Permasalahan: "Jika seseorang menjama’ shalat ‘Isya’ dengan shalat
Maghrib secara jama’ taqdim sebelum tenggelamnya mega merah (me-lakukan
keduanya pada waktu Maghrib), maka dia boleh melakukan shalat Witir
setelah shalat ‘Isya’ yang dilakukannya. Pendapat ini dike-mukakan oleh
mayoritas ulama."[5]
Waktu Shalat Witir Yang Paling Utama:
Yang paling utama adalah mengakhirkan pelaksanaan shalat Witir hingga
akhir malam, hal itu diperuntukkan bagi orang yang yakin bahwa dirinya
akan bangun (di akhir malam), berdasarkan hadits Jabir Radhiyallahu
anhu, ia berkata, Rasulullah Shallallahu ‘alaihi wa sallam bersabda:
مَنْ خَافَ أَنْ لاَ يَقُوْمَ آخِرَ اللَّيْلِ، فَلْيُوْتِرْ أَوَّلَهُ،
وَمَنْ طَمِعَ أَنْ يَقُوْمَ آخِرَهُ فَلْيُوْتِرْ آخِرَ اللَّيْلِ،
فَإِنَّ صَلاَةَ آخِرِ اللَّيْلِ مَشْهُوْدَةٌ، وَذَلِكَ أَفْضَلُ.
'Barangsiapa yang khawatir tidak bangun pada akhir malam, maka hendaklah
dia me-lakukan shalat Witir pada awal malam. Dan barangsiapa yang
bersikeras untuk bangun pada akhir malam, maka hendaklah dia me-lakukan
shalat Witir pada akhir malam, karena shalat di akhir malam itu
disaksikan (oleh para Malaikat), dan hal itu adalah lebih utama.'"[6]

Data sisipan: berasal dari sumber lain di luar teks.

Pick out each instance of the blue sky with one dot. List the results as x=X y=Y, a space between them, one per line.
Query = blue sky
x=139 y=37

Di samping itu, Rasulullah Shallallahu ‘alaihi wa sallam pun sering
me-lakukannya di akhir malam. Disebutkan dalam dua kitab Shahih dan yang
lainnya beberapa hadits dari sejumlah Sahabat yang menjelaskan bahwa
beliau melakukan shalat Witir di akhir malam, bahkan pada sebagian
hadits tersebut dijelaskan tentang perintah menjadikan shalat Witir
sebagai akhir dari shalat malam. Tidak hanya seorang yang mengatakan
bahwa pendapat ini adalah pendapat seluruh ulama.[7]
Saya berkata, "Di samping itu, Nabi Shallallahu ‘alaihi wa sallam pernah
berwasiat kepada beberapa orang Sahabatnya agar tidak tidur sebelum
melakukan shalat Witir."
Dari Sa'ad bin Abi Waqqash Radhiyallahu anhu, dia berkata, saya pernah
mendengar Rasulullah Shallallahu ‘alaihi wa sallam bersabda:
اَلَّذِي لاَ يَنَامُ حَتَّى يُوْتِرَ، حَازِمٌ.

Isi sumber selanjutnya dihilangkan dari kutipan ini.